Die Anleihekäufe haben hoch verschuldete Staaten zwar entlastet, hatten aber eine Nebenwirkung: Sie haben die Zinsen immer weiter Richtung null gedrückt. Das bestraft Sparer und hat den Boom im Immobiliensektor erst richtig angeheizt. Die Beruhigung der Eurokrise, die Europa zum Gutteil der Notenbank überließ, hat also einen hohen Preis. Darauf verweisen nun auch die Karlsruher Richter. Sie sehen in einem billionenschweren Anleihekaufprogramm, das 2015 bis 2018 lief, einen unzulässigen Eingriff der Notenbank in die Wirtschaftspolitik – was Kritiker schon lange bemängeln.

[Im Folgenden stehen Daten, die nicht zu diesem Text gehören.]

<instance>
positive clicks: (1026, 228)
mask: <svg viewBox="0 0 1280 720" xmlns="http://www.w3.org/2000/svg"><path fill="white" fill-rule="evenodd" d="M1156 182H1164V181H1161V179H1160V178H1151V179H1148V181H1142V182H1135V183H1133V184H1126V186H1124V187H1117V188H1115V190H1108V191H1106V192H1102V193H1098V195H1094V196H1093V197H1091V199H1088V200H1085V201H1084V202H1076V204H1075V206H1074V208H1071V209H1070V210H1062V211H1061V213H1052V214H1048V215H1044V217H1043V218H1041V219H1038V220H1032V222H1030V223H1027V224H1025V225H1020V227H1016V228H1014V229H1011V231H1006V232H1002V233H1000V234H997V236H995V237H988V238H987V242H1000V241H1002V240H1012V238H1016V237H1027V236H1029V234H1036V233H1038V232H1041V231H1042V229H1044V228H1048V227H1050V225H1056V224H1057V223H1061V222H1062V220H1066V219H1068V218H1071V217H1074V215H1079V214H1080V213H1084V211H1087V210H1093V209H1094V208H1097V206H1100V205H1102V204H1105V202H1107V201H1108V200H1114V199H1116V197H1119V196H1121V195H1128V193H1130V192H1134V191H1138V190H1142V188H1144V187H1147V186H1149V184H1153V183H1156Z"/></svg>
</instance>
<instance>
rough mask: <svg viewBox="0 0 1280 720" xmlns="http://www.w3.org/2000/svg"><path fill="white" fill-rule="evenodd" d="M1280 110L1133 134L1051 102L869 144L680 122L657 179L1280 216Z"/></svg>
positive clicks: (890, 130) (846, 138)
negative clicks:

Das bedeutet auch aus Sicht des Gerichts nicht das völlige Ende dieser Programme. Aber der Spielraum der EZB ist deutlich eingeschränkt, wenn aus Deutschland jetzt derart gebremst wird. Die EU-Staaten werden künftig schneller und stärker selbst handeln müssen, um die Eurozone stabil zu halten. Auf die unbegrenzte Hilfe der Notenbank etwa für das hoch verschuldete Italien können sie sich nicht mehr so einfach verlassen.

Das Urteil hat aber über die Geldpolitik hinaus Bedeutung. Die Richter gehen nun offen auf Konfrontationskurs zum Europäischen Gerichtshof, der das Anleihekaufprogramm abgesegnet hatte – und dessen Urteile eigentlich Vorrang haben. Da ist ein Machtkampf eröffnet, der die EU noch länger beschäftigen wird.